Изменить стиль страницы

Полина Антоновна взяла у бабушки адрес родителей Саши и написала им письмо.

Между тем к Полине Антоновне все чаще и чаще поступали тревожные сигналы о Сухоручко — о его второй жизни, которая развивалась вне школы.

Миша Косолапов, например, рассказал, что Сухоручко приглашал его с баяном играть на какой-то новой вечеринке. Он не пошел, но вечеринка все-таки состоялась. Участвовали в ней новые друзья Сухоручко, из другой школы, а может и не из школы, и новые, «совсем не наши девочки». Кто-то видел, как он садился с девушками в такси.

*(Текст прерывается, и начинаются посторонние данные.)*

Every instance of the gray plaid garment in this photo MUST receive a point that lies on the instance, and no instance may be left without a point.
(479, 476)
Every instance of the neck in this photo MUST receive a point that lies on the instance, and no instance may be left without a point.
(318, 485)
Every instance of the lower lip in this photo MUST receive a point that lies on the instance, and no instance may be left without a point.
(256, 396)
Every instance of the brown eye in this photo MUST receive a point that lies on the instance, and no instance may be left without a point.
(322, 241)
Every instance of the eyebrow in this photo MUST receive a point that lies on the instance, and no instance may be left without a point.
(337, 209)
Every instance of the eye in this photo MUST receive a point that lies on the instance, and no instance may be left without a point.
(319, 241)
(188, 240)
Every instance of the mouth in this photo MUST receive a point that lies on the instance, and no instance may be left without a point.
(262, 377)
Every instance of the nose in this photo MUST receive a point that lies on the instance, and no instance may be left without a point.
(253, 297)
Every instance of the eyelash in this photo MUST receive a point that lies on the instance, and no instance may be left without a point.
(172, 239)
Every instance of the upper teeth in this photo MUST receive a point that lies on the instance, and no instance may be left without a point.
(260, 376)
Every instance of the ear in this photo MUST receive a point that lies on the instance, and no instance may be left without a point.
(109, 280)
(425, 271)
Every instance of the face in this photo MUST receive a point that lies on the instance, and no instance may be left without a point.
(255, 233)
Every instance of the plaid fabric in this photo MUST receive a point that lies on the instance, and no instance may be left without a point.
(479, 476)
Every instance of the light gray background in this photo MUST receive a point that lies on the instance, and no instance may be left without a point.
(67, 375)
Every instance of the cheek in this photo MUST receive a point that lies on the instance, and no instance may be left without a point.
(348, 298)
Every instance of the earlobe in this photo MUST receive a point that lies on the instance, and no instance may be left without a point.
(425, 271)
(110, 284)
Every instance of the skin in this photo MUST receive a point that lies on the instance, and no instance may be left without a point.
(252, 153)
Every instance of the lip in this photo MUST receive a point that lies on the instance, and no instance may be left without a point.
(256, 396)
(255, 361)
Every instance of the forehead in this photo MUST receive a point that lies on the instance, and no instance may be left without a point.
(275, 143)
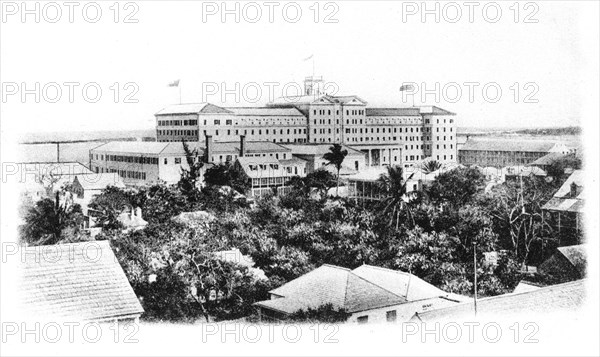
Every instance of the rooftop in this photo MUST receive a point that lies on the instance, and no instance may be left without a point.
(576, 255)
(176, 148)
(334, 285)
(554, 298)
(364, 288)
(265, 111)
(82, 282)
(317, 149)
(192, 108)
(508, 145)
(563, 201)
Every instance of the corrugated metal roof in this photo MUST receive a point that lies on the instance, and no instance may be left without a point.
(176, 148)
(334, 285)
(78, 282)
(550, 299)
(508, 145)
(400, 283)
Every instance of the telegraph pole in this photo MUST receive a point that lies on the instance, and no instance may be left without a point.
(475, 275)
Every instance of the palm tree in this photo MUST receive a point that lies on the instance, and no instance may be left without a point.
(335, 157)
(430, 166)
(396, 198)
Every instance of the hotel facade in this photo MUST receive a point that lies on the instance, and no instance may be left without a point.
(386, 136)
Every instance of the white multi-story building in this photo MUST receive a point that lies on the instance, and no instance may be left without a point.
(386, 136)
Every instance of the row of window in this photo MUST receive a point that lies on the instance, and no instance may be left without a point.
(263, 121)
(193, 133)
(129, 159)
(136, 175)
(190, 122)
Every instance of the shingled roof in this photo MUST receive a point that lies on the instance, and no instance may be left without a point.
(550, 299)
(333, 285)
(508, 145)
(77, 282)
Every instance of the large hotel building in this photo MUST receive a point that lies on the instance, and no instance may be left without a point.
(387, 136)
(287, 137)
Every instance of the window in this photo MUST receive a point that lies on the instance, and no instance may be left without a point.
(390, 316)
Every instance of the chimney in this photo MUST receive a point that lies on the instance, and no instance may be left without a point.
(242, 145)
(209, 148)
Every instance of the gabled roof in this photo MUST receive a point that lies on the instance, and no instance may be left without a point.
(508, 145)
(315, 99)
(252, 147)
(134, 147)
(550, 299)
(562, 200)
(77, 282)
(317, 149)
(192, 108)
(400, 283)
(99, 181)
(433, 110)
(333, 285)
(176, 148)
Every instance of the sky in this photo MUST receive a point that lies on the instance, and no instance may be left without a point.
(369, 49)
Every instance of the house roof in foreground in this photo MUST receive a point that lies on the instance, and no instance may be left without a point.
(554, 298)
(364, 288)
(333, 285)
(77, 282)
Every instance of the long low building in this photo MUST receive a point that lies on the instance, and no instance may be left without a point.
(139, 163)
(502, 153)
(386, 136)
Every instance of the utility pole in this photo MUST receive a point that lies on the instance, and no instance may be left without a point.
(475, 275)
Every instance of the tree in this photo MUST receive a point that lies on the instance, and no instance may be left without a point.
(322, 180)
(456, 187)
(46, 221)
(430, 166)
(188, 183)
(107, 206)
(335, 157)
(397, 198)
(227, 175)
(516, 209)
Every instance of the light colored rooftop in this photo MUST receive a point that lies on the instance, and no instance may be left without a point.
(551, 299)
(82, 281)
(508, 145)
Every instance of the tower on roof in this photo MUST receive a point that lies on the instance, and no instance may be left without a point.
(313, 85)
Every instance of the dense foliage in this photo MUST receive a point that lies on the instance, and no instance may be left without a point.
(437, 235)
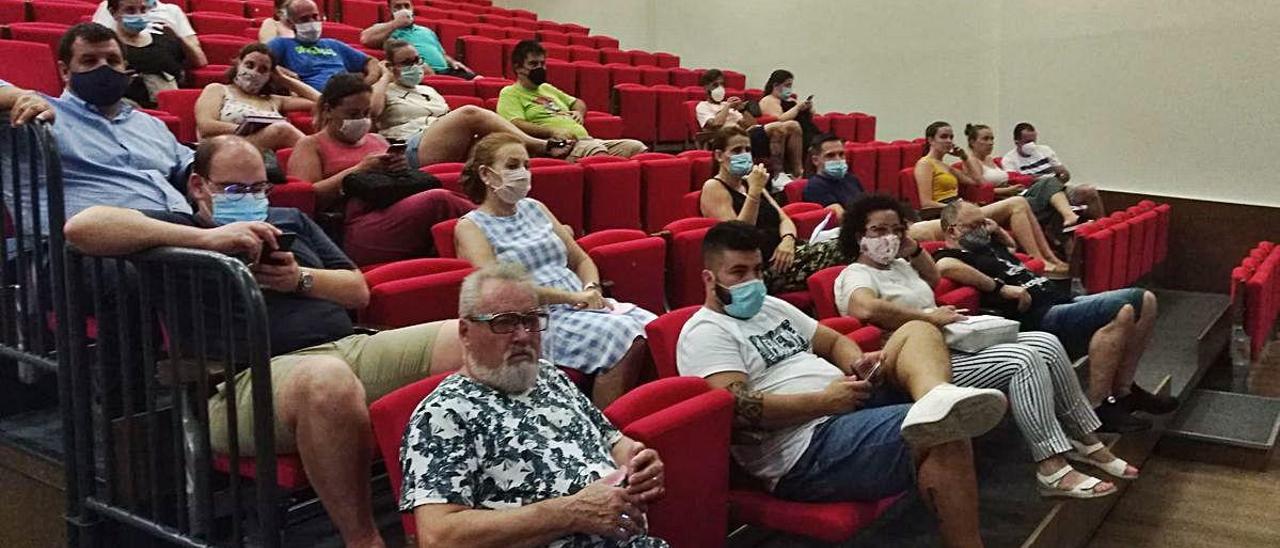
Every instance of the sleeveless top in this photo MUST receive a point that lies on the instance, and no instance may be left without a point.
(945, 185)
(768, 220)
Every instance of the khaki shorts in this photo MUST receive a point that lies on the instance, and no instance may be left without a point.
(625, 147)
(383, 362)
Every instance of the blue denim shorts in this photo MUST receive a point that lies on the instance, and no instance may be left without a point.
(1075, 323)
(856, 456)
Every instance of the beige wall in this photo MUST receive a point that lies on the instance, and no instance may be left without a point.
(1168, 97)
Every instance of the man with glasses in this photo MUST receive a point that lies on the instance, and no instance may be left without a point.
(323, 374)
(316, 59)
(510, 452)
(424, 40)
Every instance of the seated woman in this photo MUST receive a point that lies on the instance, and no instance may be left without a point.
(343, 146)
(1046, 195)
(416, 114)
(257, 87)
(737, 192)
(586, 332)
(891, 283)
(275, 26)
(780, 101)
(938, 185)
(778, 138)
(160, 59)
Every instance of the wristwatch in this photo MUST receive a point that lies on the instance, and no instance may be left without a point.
(306, 281)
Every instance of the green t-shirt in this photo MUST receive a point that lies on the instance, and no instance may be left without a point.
(545, 106)
(426, 44)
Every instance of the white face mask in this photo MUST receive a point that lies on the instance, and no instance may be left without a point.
(515, 185)
(882, 250)
(353, 129)
(309, 32)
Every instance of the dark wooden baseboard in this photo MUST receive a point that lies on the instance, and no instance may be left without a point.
(1206, 238)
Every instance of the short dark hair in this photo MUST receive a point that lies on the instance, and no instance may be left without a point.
(88, 32)
(730, 236)
(524, 50)
(855, 219)
(1023, 127)
(709, 76)
(822, 138)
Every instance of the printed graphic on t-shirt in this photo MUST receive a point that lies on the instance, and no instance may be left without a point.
(778, 343)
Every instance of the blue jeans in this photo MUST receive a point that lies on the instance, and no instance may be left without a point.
(856, 456)
(1075, 323)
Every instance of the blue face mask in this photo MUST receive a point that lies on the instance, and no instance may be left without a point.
(740, 164)
(743, 301)
(238, 208)
(135, 22)
(835, 168)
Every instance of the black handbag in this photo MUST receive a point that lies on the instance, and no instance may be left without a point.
(382, 190)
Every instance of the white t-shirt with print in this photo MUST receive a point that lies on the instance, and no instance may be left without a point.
(775, 350)
(899, 284)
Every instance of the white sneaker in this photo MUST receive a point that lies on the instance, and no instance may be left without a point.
(950, 412)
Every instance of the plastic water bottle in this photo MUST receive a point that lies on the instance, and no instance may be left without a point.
(1240, 347)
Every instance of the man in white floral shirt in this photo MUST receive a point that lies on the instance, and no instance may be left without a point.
(508, 452)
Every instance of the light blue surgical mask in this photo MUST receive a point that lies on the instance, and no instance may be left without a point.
(740, 164)
(240, 208)
(133, 22)
(743, 301)
(835, 168)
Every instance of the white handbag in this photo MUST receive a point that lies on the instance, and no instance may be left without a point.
(977, 333)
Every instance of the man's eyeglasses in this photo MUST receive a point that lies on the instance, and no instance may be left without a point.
(507, 323)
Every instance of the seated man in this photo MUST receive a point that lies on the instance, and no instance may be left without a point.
(163, 14)
(1112, 328)
(1038, 160)
(831, 183)
(814, 416)
(110, 153)
(323, 375)
(316, 59)
(424, 40)
(544, 112)
(508, 451)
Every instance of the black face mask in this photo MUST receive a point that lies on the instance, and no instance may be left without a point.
(538, 76)
(103, 86)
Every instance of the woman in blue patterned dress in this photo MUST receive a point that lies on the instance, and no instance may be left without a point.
(588, 332)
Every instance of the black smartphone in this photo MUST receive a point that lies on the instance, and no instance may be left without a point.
(283, 242)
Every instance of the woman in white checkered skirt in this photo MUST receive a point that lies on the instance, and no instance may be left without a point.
(586, 332)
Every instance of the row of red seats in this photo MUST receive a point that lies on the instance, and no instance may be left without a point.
(1256, 287)
(1120, 249)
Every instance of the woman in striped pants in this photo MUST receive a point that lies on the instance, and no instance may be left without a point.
(891, 283)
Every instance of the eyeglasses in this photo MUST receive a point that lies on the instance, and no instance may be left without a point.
(506, 323)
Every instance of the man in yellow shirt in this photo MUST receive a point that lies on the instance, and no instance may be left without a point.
(542, 110)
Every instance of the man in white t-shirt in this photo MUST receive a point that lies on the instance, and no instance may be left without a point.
(807, 419)
(1031, 158)
(168, 14)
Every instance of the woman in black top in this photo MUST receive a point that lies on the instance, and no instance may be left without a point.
(737, 192)
(159, 58)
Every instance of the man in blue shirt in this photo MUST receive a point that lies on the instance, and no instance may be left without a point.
(831, 183)
(110, 153)
(316, 59)
(424, 40)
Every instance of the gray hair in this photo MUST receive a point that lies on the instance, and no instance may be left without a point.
(503, 272)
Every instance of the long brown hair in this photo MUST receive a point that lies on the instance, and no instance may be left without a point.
(484, 153)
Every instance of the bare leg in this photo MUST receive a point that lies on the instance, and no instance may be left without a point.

Вся беда была в том, что Полина Антоновна никак не могла найти поддержки в семье. «О-очень крупный работник министерства» то был занят, то уезжал в командировку и в школу не показывался. Он был своего рода жупелом, которым в решительные минуты козыряла его супруга. Сама же она после той первой вечеринки разобиделась на Полину Антоновну и не хотела с ней разговаривать. В школу она явилась только по вызову директора и продолжала держаться по-прежнему непримиримо.

— А что тут особенного? Это все знакомые молодые люди. Один двоюродный брат Эдика, сын знаменитого кинорежиссера, лауреата, другие — товарищи Эдика по прежней школе и вообще… очень воспитанные, обходительные молодые люди… Собираются они дома, в семье. И почему молодежи не потанцевать, не повеселиться? Девочки?.. Бывают и девочки. Ну, какое же веселье без девочек? Что тут особенного? Молодость!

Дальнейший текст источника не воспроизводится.